Géopolitique — Proche-Orient



Comme la volonté divine, les chemins de la liberté sont mystérieux et tortueux. Quant à leur destination finale, elle est encore plus imprévisible et incertaine. La liberté se meut comme un électron libre et la difficile tâche de ceux qui la poursuivent est de la canaliser vers la liberté.

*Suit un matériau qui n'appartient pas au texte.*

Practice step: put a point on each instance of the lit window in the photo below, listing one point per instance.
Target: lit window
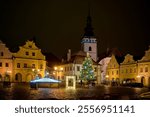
(117, 72)
(33, 65)
(41, 66)
(146, 69)
(7, 65)
(33, 54)
(112, 72)
(90, 48)
(27, 53)
(18, 65)
(134, 70)
(141, 69)
(78, 68)
(2, 54)
(25, 65)
(130, 70)
(126, 70)
(70, 68)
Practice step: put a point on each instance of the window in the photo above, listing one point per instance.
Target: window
(27, 53)
(25, 65)
(126, 70)
(30, 46)
(112, 72)
(117, 72)
(18, 65)
(146, 69)
(78, 68)
(70, 68)
(33, 53)
(134, 70)
(2, 54)
(6, 65)
(130, 70)
(141, 69)
(90, 48)
(41, 66)
(33, 65)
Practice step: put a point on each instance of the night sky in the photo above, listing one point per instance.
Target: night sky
(59, 25)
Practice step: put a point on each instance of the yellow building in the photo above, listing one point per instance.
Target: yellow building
(5, 63)
(144, 69)
(28, 62)
(112, 71)
(128, 69)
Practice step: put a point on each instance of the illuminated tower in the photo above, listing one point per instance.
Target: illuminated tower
(89, 42)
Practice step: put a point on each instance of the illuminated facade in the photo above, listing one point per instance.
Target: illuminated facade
(89, 42)
(104, 63)
(143, 75)
(5, 63)
(112, 70)
(28, 62)
(73, 66)
(128, 69)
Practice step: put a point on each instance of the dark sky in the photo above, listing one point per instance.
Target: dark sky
(59, 24)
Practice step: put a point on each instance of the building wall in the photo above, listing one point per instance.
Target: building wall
(28, 62)
(128, 69)
(104, 63)
(5, 63)
(88, 43)
(113, 70)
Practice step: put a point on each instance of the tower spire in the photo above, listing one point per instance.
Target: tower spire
(89, 29)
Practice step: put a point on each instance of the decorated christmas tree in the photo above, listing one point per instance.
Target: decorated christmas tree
(87, 72)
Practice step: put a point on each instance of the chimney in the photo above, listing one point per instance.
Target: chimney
(69, 55)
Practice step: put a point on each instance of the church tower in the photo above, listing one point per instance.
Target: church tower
(89, 42)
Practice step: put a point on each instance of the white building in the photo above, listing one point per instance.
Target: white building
(5, 63)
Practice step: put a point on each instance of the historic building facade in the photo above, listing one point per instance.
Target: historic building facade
(28, 62)
(73, 67)
(112, 70)
(143, 69)
(5, 63)
(89, 42)
(128, 69)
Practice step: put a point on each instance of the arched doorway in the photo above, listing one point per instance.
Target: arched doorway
(29, 77)
(18, 77)
(143, 81)
(1, 79)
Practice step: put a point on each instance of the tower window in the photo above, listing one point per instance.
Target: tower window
(90, 48)
(2, 54)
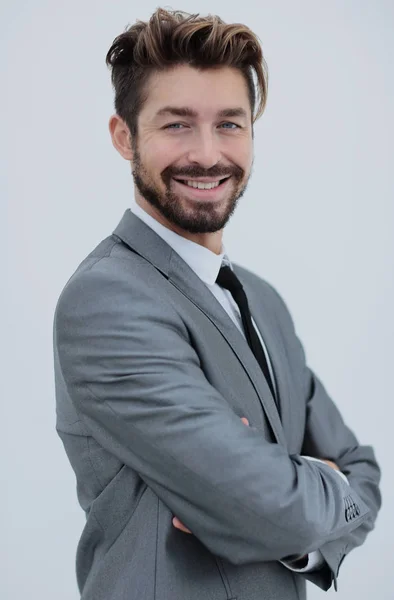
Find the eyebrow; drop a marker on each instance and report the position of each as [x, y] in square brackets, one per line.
[184, 111]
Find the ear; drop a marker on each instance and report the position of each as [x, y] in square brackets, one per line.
[120, 135]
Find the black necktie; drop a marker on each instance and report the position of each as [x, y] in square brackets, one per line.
[228, 279]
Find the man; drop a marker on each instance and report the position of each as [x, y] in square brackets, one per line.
[210, 461]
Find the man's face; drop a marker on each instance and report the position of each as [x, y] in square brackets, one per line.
[175, 145]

En mai 1989, la frontière électrifiée qui séparait la Hongrie de l'Autriche fut mise hors d'usage par le gouvernement parce qu'elle était défectueuse. Quelques campeurs est-allemands en profitèrent pour passer à l'Ouest. Dans la foulée, des milliers de citoyens est-allemands se ruèrent vers la liberté à travers cette brèche. Dorénavant inutile, le mur de Berlin tombait en novembre 1989 et le chancelier allemand Helmut Khol déclarait: «Le sol sur lequel repose la porte de Brandebourg est hongrois.»

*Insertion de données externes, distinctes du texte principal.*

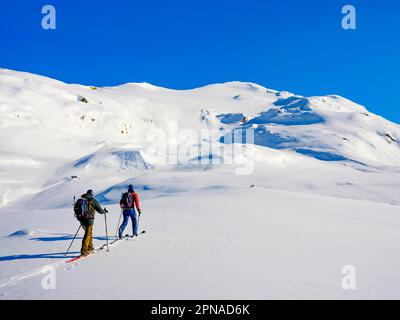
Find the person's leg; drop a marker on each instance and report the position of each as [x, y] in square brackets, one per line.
[90, 238]
[85, 244]
[134, 223]
[124, 223]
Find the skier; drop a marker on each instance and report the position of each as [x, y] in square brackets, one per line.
[87, 219]
[128, 202]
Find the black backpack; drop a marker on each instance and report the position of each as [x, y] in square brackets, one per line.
[81, 209]
[127, 200]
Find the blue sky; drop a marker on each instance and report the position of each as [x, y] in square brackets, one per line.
[293, 45]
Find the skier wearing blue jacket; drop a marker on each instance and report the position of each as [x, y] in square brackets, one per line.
[128, 202]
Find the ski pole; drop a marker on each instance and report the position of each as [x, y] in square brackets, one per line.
[105, 219]
[73, 240]
[116, 231]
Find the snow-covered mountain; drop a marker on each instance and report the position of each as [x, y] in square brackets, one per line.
[51, 131]
[319, 173]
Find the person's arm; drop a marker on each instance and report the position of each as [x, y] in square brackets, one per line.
[136, 200]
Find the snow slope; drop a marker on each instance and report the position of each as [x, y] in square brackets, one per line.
[317, 189]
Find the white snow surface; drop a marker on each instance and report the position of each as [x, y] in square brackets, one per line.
[322, 193]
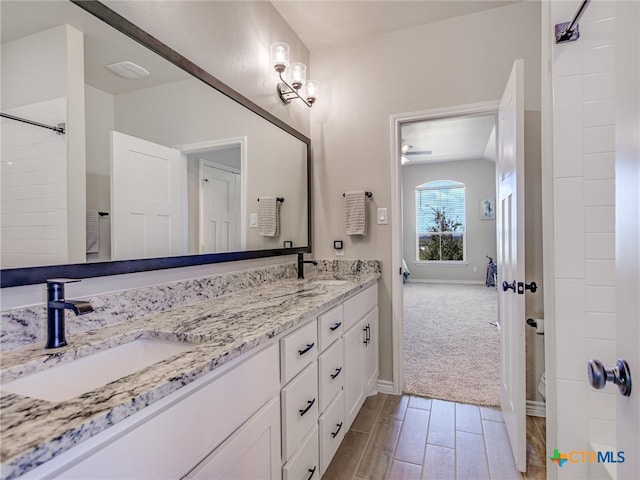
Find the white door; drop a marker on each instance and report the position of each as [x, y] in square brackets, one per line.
[510, 243]
[219, 209]
[628, 230]
[146, 199]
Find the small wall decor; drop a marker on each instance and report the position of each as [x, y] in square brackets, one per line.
[487, 212]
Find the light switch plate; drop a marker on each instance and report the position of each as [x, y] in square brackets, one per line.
[382, 216]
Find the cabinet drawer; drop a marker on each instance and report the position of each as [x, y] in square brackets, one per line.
[356, 307]
[330, 373]
[330, 327]
[304, 464]
[253, 451]
[299, 409]
[331, 431]
[170, 443]
[298, 350]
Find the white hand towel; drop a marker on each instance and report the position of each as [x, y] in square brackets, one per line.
[93, 232]
[356, 212]
[268, 217]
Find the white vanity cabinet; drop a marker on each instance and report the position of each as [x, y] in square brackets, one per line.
[280, 412]
[360, 350]
[299, 401]
[215, 420]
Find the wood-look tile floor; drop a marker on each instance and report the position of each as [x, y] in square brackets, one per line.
[404, 437]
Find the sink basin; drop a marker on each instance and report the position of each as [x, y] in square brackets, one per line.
[68, 380]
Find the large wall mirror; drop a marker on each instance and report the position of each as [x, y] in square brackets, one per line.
[160, 165]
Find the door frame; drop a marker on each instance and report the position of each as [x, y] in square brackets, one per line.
[396, 121]
[224, 168]
[190, 148]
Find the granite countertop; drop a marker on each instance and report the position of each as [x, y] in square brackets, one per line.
[33, 431]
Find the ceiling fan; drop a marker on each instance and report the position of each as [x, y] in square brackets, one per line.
[407, 151]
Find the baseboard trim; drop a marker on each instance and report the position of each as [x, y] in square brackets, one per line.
[452, 282]
[385, 386]
[536, 409]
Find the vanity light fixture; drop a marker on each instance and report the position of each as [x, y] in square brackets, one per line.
[287, 91]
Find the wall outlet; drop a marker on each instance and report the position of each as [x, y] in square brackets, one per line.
[382, 216]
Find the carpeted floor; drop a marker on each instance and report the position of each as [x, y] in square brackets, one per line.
[451, 350]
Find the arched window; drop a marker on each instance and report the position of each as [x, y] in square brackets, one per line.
[440, 221]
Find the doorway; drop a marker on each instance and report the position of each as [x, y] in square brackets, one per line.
[399, 204]
[449, 233]
[216, 194]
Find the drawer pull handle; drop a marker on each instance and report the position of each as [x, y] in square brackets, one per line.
[311, 472]
[307, 348]
[309, 405]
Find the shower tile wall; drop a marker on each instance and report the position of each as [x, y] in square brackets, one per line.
[34, 187]
[584, 202]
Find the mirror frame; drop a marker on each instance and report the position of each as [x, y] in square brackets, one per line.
[13, 277]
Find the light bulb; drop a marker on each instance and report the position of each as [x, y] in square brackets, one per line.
[312, 90]
[298, 75]
[279, 52]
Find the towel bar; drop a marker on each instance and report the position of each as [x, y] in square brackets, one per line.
[368, 194]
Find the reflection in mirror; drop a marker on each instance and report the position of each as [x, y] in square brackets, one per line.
[151, 165]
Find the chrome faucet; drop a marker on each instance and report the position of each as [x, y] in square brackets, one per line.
[56, 305]
[301, 263]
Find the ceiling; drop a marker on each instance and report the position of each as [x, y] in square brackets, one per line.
[321, 23]
[102, 44]
[329, 24]
[470, 137]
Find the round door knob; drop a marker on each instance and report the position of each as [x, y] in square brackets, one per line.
[619, 375]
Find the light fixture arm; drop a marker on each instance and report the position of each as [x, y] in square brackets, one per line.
[288, 92]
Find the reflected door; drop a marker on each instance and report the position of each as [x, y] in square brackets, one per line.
[511, 245]
[146, 199]
[219, 209]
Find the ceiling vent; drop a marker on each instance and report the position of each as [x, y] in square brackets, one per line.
[128, 70]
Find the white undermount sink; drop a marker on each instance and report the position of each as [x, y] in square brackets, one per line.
[68, 380]
[329, 282]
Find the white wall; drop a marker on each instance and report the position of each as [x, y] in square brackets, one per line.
[583, 82]
[44, 81]
[454, 62]
[231, 41]
[479, 177]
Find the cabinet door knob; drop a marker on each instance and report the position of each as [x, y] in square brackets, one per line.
[311, 472]
[307, 348]
[309, 405]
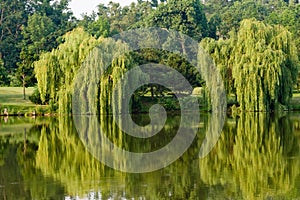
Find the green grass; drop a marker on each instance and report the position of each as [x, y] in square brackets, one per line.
[14, 96]
[11, 98]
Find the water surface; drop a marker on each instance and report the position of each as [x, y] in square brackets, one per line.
[256, 157]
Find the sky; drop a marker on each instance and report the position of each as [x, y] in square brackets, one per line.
[87, 6]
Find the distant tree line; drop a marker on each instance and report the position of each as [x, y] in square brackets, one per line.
[36, 45]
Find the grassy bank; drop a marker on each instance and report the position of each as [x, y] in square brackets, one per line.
[11, 98]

En décembre dernier, le jeune Tunisien Mohamed Bouazizi s'immolait par le feu pour protester contre la dictature tunisienne. Il n'était qu'un chômeur diplômé parmi des dizaines de milliers, mais c'est sur sa tombe que poussèrent les fleurs de jasmin qui chassèrent Ben Ali.
Il y a trois semaines environ, un jeune cadre égyptien de Google ouvrit une page Facebook intitulée «Nous sommes tous Khaled Saïd», du nom d'un jeune manifestant battu à mort par la police. De retour en Égypte, le jeune homme est emprisonné durant douze jours. Son témoignage à sa sortie de prison galvanise les manifestants de la place Tahrir alors qu'on craignait que la contestation s'essouffle. Bien sûr, il n'y a rien de magiquement spontané dans ces événements, car ces étincelles se seraient éteintes dans la nuit si un brasier ne couvait pas. Elles agissent comme l'apport d'air dont un feu naissant a besoin pour s'embraser et réchauffer toute la pièce.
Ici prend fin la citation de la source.